Central Asian powerhouses target West in summit
RUSSIA: The leaders of China, Russia and four Central Asian
countries meet in Kyrgyzstan this week to pursue what is widely seen as
an anti-US agenda, before attending large-scale war games in Russia to
underline their group’s rising clout.
Presidents Hu Jintao and Vladimir Putin will join the leaders of
Kazakhstan, Kyrgyzstan, Tajikistan and Uzbekistan in the Kyrgyz capital
Bishkek on Thursday for the annual summit of the Shanghai Cooperation
Organisation (SCO).
Founded six years ago, the SCO covers a vast territory including
increasingly important gas and oil fields in Russia and Central Asia, as
well as the emerging economic giant of China.
The six countries deny forming an anti-Western alliance. According to
the Chinese ambassador to Moscow, Liu Guchang, the Bishkek summit will
discuss “longterm good-neighbourliness, friendship and cooperation.”
But many analysts see the SCO as a growing bastion against US
expansion into Central Asia and against Western pressure for free
elections and open media.
Even if the organisation remains loosely integrated and modestly
funded, military exercises held last week in China and this week in
Russia’s Ural Mountains — with SCO presidents due to attend the final
day on Friday — show that intentions are serious.

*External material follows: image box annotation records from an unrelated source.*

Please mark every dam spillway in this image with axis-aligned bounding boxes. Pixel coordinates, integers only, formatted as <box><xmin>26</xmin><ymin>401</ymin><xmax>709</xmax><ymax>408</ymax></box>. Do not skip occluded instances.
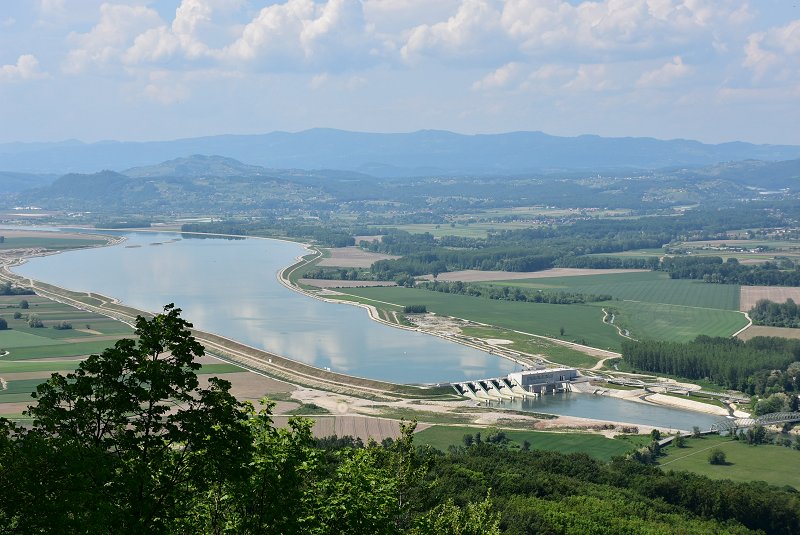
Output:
<box><xmin>452</xmin><ymin>367</ymin><xmax>578</xmax><ymax>401</ymax></box>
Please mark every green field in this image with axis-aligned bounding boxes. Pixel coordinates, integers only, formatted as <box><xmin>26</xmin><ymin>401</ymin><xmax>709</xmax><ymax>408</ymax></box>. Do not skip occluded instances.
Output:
<box><xmin>484</xmin><ymin>271</ymin><xmax>747</xmax><ymax>342</ymax></box>
<box><xmin>606</xmin><ymin>301</ymin><xmax>747</xmax><ymax>342</ymax></box>
<box><xmin>659</xmin><ymin>435</ymin><xmax>800</xmax><ymax>490</ymax></box>
<box><xmin>492</xmin><ymin>271</ymin><xmax>739</xmax><ymax>310</ymax></box>
<box><xmin>197</xmin><ymin>363</ymin><xmax>247</xmax><ymax>375</ymax></box>
<box><xmin>0</xmin><ymin>342</ymin><xmax>128</xmax><ymax>360</ymax></box>
<box><xmin>383</xmin><ymin>221</ymin><xmax>534</xmax><ymax>238</ymax></box>
<box><xmin>414</xmin><ymin>425</ymin><xmax>641</xmax><ymax>461</ymax></box>
<box><xmin>338</xmin><ymin>288</ymin><xmax>622</xmax><ymax>350</ymax></box>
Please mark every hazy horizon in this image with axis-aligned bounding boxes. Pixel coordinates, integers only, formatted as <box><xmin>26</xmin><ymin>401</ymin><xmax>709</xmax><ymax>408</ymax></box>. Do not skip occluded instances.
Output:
<box><xmin>0</xmin><ymin>0</ymin><xmax>800</xmax><ymax>145</ymax></box>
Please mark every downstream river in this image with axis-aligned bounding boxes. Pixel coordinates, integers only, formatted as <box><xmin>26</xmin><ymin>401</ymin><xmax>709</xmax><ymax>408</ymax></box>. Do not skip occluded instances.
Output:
<box><xmin>14</xmin><ymin>232</ymin><xmax>717</xmax><ymax>429</ymax></box>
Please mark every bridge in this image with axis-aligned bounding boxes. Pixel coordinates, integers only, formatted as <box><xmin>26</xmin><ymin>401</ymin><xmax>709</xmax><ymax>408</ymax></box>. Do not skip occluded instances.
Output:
<box><xmin>711</xmin><ymin>412</ymin><xmax>800</xmax><ymax>433</ymax></box>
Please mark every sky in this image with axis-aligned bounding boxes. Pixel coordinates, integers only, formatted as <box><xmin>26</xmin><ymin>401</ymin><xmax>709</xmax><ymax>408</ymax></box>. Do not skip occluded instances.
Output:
<box><xmin>0</xmin><ymin>0</ymin><xmax>800</xmax><ymax>145</ymax></box>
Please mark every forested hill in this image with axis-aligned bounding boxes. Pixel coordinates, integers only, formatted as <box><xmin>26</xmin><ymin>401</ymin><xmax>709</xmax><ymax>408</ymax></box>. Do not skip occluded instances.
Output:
<box><xmin>0</xmin><ymin>305</ymin><xmax>800</xmax><ymax>535</ymax></box>
<box><xmin>0</xmin><ymin>129</ymin><xmax>800</xmax><ymax>177</ymax></box>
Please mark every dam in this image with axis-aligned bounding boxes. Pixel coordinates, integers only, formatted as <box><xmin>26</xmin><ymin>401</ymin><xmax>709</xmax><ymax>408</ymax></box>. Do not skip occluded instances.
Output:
<box><xmin>452</xmin><ymin>366</ymin><xmax>578</xmax><ymax>401</ymax></box>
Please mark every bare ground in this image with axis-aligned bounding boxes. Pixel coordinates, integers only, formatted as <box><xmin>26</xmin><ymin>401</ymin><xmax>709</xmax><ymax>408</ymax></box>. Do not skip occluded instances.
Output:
<box><xmin>739</xmin><ymin>286</ymin><xmax>800</xmax><ymax>312</ymax></box>
<box><xmin>274</xmin><ymin>415</ymin><xmax>418</xmax><ymax>442</ymax></box>
<box><xmin>2</xmin><ymin>229</ymin><xmax>107</xmax><ymax>240</ymax></box>
<box><xmin>420</xmin><ymin>268</ymin><xmax>648</xmax><ymax>282</ymax></box>
<box><xmin>317</xmin><ymin>247</ymin><xmax>400</xmax><ymax>267</ymax></box>
<box><xmin>202</xmin><ymin>370</ymin><xmax>295</xmax><ymax>405</ymax></box>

Under the innocuous sounding title “Peace Mission 2007” about 6,500
soldiers backed by planes, heavy weapons, and paratroopers are training
to seize a fictional settlement.
Most of the troops are Chinese or Russian, but for the first time all
SCO member states will contribute personnel.
While advertised as “anti-terrorism” exercises, the manoeuvres more
closely resemble full-scale military assaults in built-up areas.
Russian newspaper Kommersant quoted military sources saying that the
scenario for the manoeuvre was in fact “based” on a bloody 2005
crackdown by Uzbek authorities on civil unrest in the city of Andijan.
Many believe the SCO’s principle interest is in closing ranks against
US influence that surged through Central Asia in the wake of the
September 11, 2001 attacks on New York and Washington.
“A big part is to be an alternative. An alternative to what? To US
plans for global domination,” Alexander Knyazev, a politics professor in
Kyrgyzstan, told the www.fergana.ru website, which specialises in
Central Asian news.
The Pentagon was forced from a base in Uzbekistan in 2005 after
criticising the Uzbek authorities’ Andijan crackdown. Now Kyrgyzstan is
under pressure to close a US base near Bishkek, while Russia says it
wants to expand its own air base there..
“The size of these exercises is growing, and many experts do not
believe that they are confined only to so-called anti-terrorist
activities, or even just to Central Asia,” Stephen Blank, an expert at
the US Army War College’s Strategic Studies Institute, told Radio Free
Europe.
But supporters praise the SCO for maintaining stability in a
difficult and strategic region.
Oksana Antonenko, at the London-based International Institute for
Strategic Studies, points to the variety of countries that are either
members or have observer status. The latter include Iran, but also
India, the world’s largest democracy, and Pakistan, a key US ally in the
Muslim world.
The president of gas-rich, but deeply isolated Turkmenistan will also
be attending the summit in Bishkek for the first time.
“This is a serious institution,” Antonenko said in a telephone
interview. “There is a momentum for the SCO to flourish.”